- Web series poster
- Genre: Drama Thriller
- Written by: Bhavani Iyer
- Directed by: Sonam N.air
- Starring: Dia Mirza Mohit Raina Dara Sandhu
- Theme music composer: Ravi Singhal
- Composers: Background Score: Raju Singh
- Country of origin: India
- Original languages: Hindi Urdu
- No. of seasons: 1
- No. of episodes: 8 (list of episodes)

Production
- Producer: Siddharth P. Malhotra
- Production location: India
- Cinematography: Pratik Shah
- Editor: Yashashwini Y.P.
- Running time: 40 mins approx.
- Production companies: Alchemy Films Miracle Pictures

Original release
- Network: ZEE5
- Release: 15 June 2019

= Kaafir (Indian TV series) =

Kaafir is a 2019 Indian streaming television series directed by Sonam Nair. Written by Bhavani Iyer, the series follows Kainaaz Akhtar, a woman from Pakistan-administered Kashmir who on accident crosses the Line-of-Control (LOC), and ends up in Kashmir, India where is held prisoner under the suspicion of being a militant. After giving birth to a child while spending seven years imprisoned, Kainaaz and her daughter are helped by an Indian journalist, who seeks to bring them justice. It is inspired by the true story of Shehnaz Parveen. Starring Dia Mirza and Mohit Raina, all 8 episodes premiered on 15 June 2019 on the streaming platform ZEE5.

==Cast==
- Dia Mirza as Kainaaz Akhtar
- Mohit Raina as Vedant Rathod
- Umar Sharif as Mohd.
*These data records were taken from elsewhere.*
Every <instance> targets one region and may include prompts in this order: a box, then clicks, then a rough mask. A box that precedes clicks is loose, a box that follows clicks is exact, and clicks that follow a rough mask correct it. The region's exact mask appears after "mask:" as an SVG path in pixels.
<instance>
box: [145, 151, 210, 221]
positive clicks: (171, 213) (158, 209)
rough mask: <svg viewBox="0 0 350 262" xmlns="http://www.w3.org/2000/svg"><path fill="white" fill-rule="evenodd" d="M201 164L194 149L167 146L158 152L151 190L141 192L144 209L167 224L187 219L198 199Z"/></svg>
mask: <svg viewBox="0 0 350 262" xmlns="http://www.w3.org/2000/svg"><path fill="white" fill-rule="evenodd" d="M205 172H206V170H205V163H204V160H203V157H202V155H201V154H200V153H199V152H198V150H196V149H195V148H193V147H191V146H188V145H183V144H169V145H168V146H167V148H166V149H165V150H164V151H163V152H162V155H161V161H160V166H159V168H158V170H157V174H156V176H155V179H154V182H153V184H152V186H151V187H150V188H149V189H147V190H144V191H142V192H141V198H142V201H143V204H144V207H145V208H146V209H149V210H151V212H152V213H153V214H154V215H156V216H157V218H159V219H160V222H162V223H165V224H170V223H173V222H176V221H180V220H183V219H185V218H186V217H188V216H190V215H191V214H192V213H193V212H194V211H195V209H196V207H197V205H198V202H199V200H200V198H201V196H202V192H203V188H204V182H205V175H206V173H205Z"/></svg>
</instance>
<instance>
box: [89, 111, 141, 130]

Siddiqi
- Dara Sandhu as Rafique
- Abhiroy Singh as Dhruv Rathod
- Suhail Sidhwani as Veer Rathod
- Dishita Jain as Seher
- Meenal Kapoor as public prosecutor
- Faezeh Jalali as Mastani

== Episodes ==

| No. overall | No. in season | Title | Directed by | Written by | Original release date |
|---|---|---|---|---|---|
| 1 | 1 | "The First Meeting" | Sonam Nair | Bhavani Iyer | 15 June 2019 |
| 2 | 2 | "A Tale of Retrospection" | Sonam Nair | Bhavani Iyer | 15 June 2019 |
| 3 | 3 | "Truth and Lies" | Sonam Nair | Bhavani Iyer | 15 June 2019 |
| 4 | 4 | "Judgement Day" | Sonam Nair | Bhavani Iyer | 15 June 2019 |
| 5 | 5 | "Redemption and Retribution" | Sonam Nair | Bhavani Iyer | 15 June 2019 |
| 6 | 6 | "Where Do We Belong?" | Sonam Nair | Bhavani Iyer | 15 June 2019 |
| 7 | 7 | "A Final Try" | Sonam Nair | Bhavani Iyer | 15 June 2019 |
| 8 | 8 | "The Last Goodbye" | Sonam Nair | Bhavani Iyer | 15 June 2019 |

==Production==
Kaafir is set in Jammu and Kashmir, and was shot almost entirely in Himachal Pradesh.

== Reception ==
The series received mixed to positive reviews.